Quick Start

Thanks for downloading Schema! With this tool, you can create Artificial Intelligence for video games, whether you are a Programmer, Artist, or Designer. This guide is intended to let you hit the ground running creating behavior trees. All you need to know before creating your own trees are the basics, so let's get started.

When you first open Schema (accessed through Window->AI->Behavior Editor) or by double-clicking a blank Schema behavior tree, you'll be greeted with this view.

Blank graph

Everything you'll need to create Behavior Trees is located in this window. In the center, you can see the grid view, where nodes and conditionals are located and connected to each other. This grid view is how the trees are built. At the top, you will see a toolbar that contains options and actions to create new nodes or conditionals, arrange the graph, and toggle UI elements. The right panel is the Inspector. It's function is practically identical to Unity's inspector. It will show important properties about the selected node or conditional, and gives you the ability to modify its properties. You may notice two tabs at the top. This is used to switch between the Inspector and Blackboard views. The blackboard is where you create variables for your behavior tree, so that you can pass data throughout and between behavior trees.

To add a node to the graph, simply right click and select Add Node from the menu, or press Shift+A on your keyboard. Upon doing so, you'll bring up a menu that allows you to search through all the available nodes. It automatically indexes new nodes, so any custom nodes that you may create will also appear in the search menu. To navigate between entries in the menu, use the arrow keys or scroll wheel.

The search menu

When you've found a node to add to the tree, press Enter or click on it to add it to the tree. You can connect nodes to each other by grabbing the bottom connector and dragging it to the top connector of the other node. You can also do this in reverse, if you would like. If you accidentally bring up the Add Node menu, simply press escape or click out of it.

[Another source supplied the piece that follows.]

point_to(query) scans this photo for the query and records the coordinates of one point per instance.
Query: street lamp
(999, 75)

Once you've created you're tree, it may look a little messy. This is what the Arrange button is for. It automatically sorts all of the nodes so that they are each visible and distinguishable.

An example tree

The actual tree is being created in a .asset file that you can move around freely. This file is integrated with Unity's save and load system, so any changes you make to the tree will be saved along with the rest of the project. If you don't save, you could lose work!

With the editor sorted out, let's discuss how behavior trees actually work.

Behavior trees are executed through preorder, which is a way of sorting trees by how nodes are arranged in relation to one another. The number you see to the left of the node is its priority, and determines its execution order. Nodes wil be sorted top to bottom, left to right. In the tree above, for example, the engine will first execute the Root node, then the Sequence node, then Action 1, etc.

There are three kinds of nodes in Schema - the first is the Root node, where execution of the tree begins. Each node must be connected in some way to the root for them to be run. The root node can have only children, and no parents, since it is the first in the tree.

The second type of node is the Flow node, which like the name implies, determines the "Flow" of the behavior tree. For example, a Sequence node might execute each of its children until one of them fails.

The third and most important type of node is the Action node, which simply executes an action. It can be simple, like logging a message to the console, or more complex, such as chasing the player around a map. You can easily create custom actions for your tree to create behaviors that Schema doesn't include by default.

Schema uses an event driven behavior tree algorithm, which nets huge performance gains at the expense of some clarity when creating behavior trees. In a traditional behavior tree, each node is traversed through every single frame, to finally get to the node that is currently running. In an event driven system, the currently running node is cached and returned to the next frame, which saves traversal throughout the whole tree. This means however, that the tree will not immediately react to changes in state.

You can use Conditionals to react to these changes, by aborting nodes if its condition changes. Event driven architecture is an advantage here, because you get more control over when the tree will change execution contexts.